As operações financeiras, notadamente investimentos estrangeiros, responderam por dois terços do saldo cambial histórico de 2009, ou seja, US$ 18,8 bilhões. Foi a maior marca para um ano fechado desde o início da série histórica, em 1982. Foi decisivo para o resultado de 2009 a oferta de ações feita pelo Santander em outubro, mês em que a entrada de recursos externos somou US$ 14,6 bilhões.

Já o fluxo cambial gerado pelo movimento comercial (exportação e importações) foi de apenas US$ 9,9 bilhões, contribuição ínfima em comparação com os anos anteriores. Em 2006, o saldo cambial resultado das operações comerciais foi de US$ 57,6 bilhões e, em 2007, de US$ 76,7 bilhões. Em 2008, mesmo com a crise internacional, atingiu um patamar significativo de US$ 47,9 bilhões, quase cinco vezes o registrado em 2009.

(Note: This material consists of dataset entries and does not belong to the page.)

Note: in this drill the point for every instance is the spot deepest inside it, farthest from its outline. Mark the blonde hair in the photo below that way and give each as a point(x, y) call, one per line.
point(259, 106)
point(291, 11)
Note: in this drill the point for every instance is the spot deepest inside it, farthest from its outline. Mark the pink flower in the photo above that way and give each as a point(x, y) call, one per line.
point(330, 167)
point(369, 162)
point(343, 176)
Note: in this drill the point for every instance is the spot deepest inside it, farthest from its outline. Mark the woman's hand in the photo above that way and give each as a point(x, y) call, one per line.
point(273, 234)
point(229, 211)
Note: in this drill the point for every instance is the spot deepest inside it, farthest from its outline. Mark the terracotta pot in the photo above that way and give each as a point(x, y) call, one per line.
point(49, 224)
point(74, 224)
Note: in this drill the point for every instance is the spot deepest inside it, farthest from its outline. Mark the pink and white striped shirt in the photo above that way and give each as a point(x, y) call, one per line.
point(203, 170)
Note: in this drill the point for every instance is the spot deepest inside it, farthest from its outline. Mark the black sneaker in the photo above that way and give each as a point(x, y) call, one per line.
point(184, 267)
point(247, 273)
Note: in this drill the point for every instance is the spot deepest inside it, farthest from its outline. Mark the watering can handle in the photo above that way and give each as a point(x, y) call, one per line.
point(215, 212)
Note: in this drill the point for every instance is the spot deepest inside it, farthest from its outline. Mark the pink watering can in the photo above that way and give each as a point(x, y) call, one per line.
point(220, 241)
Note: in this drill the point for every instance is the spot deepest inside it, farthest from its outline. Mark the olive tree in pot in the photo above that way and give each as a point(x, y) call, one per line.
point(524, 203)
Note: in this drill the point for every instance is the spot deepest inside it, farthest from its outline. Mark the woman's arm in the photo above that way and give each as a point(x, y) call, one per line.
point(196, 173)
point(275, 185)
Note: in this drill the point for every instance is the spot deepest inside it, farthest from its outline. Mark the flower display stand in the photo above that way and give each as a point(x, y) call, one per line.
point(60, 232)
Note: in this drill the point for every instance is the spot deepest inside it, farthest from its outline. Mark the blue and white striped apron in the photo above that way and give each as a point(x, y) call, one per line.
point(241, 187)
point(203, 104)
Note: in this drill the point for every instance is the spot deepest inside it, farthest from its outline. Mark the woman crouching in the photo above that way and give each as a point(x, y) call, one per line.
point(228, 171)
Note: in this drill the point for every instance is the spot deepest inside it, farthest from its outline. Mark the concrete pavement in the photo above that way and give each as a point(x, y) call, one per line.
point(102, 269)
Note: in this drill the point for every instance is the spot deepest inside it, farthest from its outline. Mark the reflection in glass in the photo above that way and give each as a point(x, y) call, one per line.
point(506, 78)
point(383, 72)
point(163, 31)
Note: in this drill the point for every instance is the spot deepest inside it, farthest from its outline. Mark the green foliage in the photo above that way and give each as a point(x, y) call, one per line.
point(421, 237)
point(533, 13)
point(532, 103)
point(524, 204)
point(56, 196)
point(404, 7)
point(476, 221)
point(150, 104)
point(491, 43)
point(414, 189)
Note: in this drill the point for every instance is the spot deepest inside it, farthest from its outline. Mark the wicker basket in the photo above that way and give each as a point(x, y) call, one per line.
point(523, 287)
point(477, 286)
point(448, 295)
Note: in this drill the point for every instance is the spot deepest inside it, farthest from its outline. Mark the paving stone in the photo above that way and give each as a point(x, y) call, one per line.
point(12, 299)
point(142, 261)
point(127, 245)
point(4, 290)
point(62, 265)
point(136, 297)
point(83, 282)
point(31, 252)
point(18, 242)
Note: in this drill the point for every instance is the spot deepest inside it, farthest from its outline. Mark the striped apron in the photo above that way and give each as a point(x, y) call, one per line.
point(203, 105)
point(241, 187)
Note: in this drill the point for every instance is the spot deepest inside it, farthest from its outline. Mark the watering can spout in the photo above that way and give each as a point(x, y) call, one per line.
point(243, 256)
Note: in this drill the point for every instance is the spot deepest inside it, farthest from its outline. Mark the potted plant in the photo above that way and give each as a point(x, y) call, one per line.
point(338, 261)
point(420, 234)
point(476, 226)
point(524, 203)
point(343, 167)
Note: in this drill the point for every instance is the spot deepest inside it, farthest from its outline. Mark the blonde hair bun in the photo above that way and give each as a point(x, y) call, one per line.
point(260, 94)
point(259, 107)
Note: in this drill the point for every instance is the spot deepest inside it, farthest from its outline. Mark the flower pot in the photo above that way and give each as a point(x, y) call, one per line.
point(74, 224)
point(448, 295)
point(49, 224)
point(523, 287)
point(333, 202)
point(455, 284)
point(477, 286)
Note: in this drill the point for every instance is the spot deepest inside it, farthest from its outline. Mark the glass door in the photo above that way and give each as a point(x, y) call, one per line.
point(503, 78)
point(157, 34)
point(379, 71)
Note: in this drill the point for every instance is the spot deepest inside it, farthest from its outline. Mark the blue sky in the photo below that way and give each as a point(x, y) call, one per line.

Os dados mais recentes do balanço de pagamentos confirmam a tendência. Neste ano até novembro, o Brasil registrou déficit em conta corrente de US$ 18,1 bilhões, apesar do saldo comercial de US$ 25,2 bilhões. Mas o resultado global do balanço de pagamentos ficou positivo em US$ 42,2 bilhões, favorecido por investimentos estrangeiros diretos de US$ 26,7 bilhões e em carteira de US$ 43,8 bilhões.

Atraído pela boa resposta da economia brasileira dentro do clima internacional de debacle de 2009 e, principalmente, pelas boas promessas para este ano, o capital estrangeiro buscou alternativas no país.

Mas o Brasil não deve confiar na manutenção desses fluxos de capital pela eternidade. O principal risco da manutenção de déficits externos elevados por um longo período é a vulnerabilidade a uma eventual interrupção dos fluxos estrangeiros, o que pode levar a uma crise cambial e comprometer o ciclo de crescimento econômico que o país experimenta. Afinal, o cenário internacional continua instável. A saída dessa armadilha confortável é o desenvolvimento da poupança interna, de modo a reduzir a dependência dos investimentos externos para crescer.

A carta na manga do Brasil é a significativa melhoria do passivo externo observada desde o Plano Real. Ao longo desses anos, o país passou a depender menos dos empréstimos e a contar mais com investimentos diretos e indiretos. Trocou a dependência de credores pelo dinheiro de sócios. Ao fim de novembro, os investimentos estrangeiros diretos e na compra de ações representavam 72% do passivo externo total de US$ 1,025 trilhão. Em dezembro de 1995, o percentual era de 29% do passivo externo total, então de US$ 224,8 bilhões. Só a participação do investimento estrangeiro direto, incluindo empréstimos intercompanhias, saiu de 22% para 38% do passivo total. O salto maior foi do investimento em ações, que passou de 7% a 34%.